Faites en sorte de trouver au moins une occasion par jour d’accomplir un acte prévenant envers un tiers, un acte qui soulage d’une difficulté. Ce peut être un acte simple comme un acte très important, cela n’a pas d’importance. Ce qui est important est l’intention, faites attention à ce que votre geste de bienfaisance soit sincère, provienne du cœur et soit fait dans le but de satisfaire Allah.
Passez quelques minutes chaque nuit pour faire le bilan de votre journée. Voyez-vous les attributs de l’empathie dans vos interactions quotidiennes ? Trouvez-vous des situations où il vous semble que vous auriez pu agir de meilleure manière ? Dans les phases où vous avez fait preuve d’empathie, avez-vous appris quelque chose de nouveau sur vous-même ou sur une autre personne ? Pour finir ce travail introspectif faites des invocations et n’oubliez pas de remercier Allah, le Tout Puissant, pour tout ce que vous avez pu accomplir de bonnes actions et tout ce que vous avez pu apprendre.
Pour boucler la boucle, il est bénéfique de répéter les principes énoncés, le fait de répéter nous permet d’enraciner les informations qui inchallah atteindront nos cœurs : Etre empathique c’est avoir la capacité d’identifier et de comprendre la situation, les sentiments, l’attitude et la motivation d’une autre personne. L’empathie est un aspect important de l’intelligence émotionnelle et est essentielle pour établir de saines et satisfaisantes relations.

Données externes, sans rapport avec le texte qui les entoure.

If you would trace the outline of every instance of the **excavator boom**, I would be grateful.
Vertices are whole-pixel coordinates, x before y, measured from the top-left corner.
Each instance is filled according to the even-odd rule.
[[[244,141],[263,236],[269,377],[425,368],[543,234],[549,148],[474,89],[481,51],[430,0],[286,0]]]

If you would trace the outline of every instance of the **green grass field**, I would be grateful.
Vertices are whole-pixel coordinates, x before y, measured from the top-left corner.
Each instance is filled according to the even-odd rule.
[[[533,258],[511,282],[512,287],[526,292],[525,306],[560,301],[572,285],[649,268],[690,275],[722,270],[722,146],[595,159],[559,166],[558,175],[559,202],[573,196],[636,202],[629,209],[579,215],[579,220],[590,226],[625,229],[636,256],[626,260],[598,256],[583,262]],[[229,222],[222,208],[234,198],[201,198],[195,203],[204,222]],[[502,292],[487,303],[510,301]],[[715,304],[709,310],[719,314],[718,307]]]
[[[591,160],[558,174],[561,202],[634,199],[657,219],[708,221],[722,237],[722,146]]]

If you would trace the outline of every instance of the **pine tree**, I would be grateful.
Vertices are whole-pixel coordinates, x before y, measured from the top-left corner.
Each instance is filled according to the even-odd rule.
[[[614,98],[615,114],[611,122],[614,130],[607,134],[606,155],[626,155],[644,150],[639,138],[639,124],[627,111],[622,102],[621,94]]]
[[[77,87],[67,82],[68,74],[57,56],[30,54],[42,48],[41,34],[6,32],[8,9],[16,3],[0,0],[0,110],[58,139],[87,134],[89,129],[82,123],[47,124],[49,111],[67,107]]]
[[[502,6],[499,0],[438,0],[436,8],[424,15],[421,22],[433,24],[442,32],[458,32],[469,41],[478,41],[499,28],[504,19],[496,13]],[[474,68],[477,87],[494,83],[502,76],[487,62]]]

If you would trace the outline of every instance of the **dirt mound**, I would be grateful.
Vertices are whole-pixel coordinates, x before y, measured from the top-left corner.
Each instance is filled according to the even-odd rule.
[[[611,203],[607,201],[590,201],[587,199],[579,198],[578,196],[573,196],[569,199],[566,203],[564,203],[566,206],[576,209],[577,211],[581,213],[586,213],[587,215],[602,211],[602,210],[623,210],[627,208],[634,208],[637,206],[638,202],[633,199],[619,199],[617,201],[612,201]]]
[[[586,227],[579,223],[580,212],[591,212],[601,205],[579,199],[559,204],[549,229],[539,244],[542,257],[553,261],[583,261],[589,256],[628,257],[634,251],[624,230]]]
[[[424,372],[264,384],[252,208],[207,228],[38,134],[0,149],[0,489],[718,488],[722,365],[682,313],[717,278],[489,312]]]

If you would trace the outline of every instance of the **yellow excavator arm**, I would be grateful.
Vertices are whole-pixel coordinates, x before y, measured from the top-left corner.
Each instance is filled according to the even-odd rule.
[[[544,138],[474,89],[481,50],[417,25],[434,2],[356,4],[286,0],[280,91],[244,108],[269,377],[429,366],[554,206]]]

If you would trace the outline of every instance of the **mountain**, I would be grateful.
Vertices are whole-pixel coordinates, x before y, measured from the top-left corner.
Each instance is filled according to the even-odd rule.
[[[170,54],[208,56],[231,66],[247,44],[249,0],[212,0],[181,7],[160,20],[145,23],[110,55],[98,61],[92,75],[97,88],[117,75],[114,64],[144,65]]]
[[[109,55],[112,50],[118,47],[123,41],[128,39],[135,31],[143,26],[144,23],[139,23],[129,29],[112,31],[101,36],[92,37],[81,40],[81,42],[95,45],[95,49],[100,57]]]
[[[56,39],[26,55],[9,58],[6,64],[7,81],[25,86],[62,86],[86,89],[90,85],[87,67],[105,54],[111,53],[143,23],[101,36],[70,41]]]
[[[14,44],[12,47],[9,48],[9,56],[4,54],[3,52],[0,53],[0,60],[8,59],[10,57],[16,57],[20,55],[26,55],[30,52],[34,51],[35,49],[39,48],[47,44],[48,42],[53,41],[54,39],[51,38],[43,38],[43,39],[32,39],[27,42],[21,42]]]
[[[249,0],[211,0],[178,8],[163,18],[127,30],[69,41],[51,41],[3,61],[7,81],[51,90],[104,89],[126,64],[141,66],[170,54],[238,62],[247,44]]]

Comprendre et être à même de pouvoir aider un tiers dans son quotidien est la matérialisation fondamentale du désir de promouvoir les sentiments comme la compassion, la volonté d’être un exemple bénéfique pour les autres, de leur apporter de l’aide dès que cela est possible.

« Cette âme ne ressent rien d’autre que de la compassion pour tous les fils d’Adam, elle est animée d’une sincère et pure envie de faire tout ce qui est possible de faire pour soigner leurs maux et les rendre heureux. » Imam Hasan al-Banna.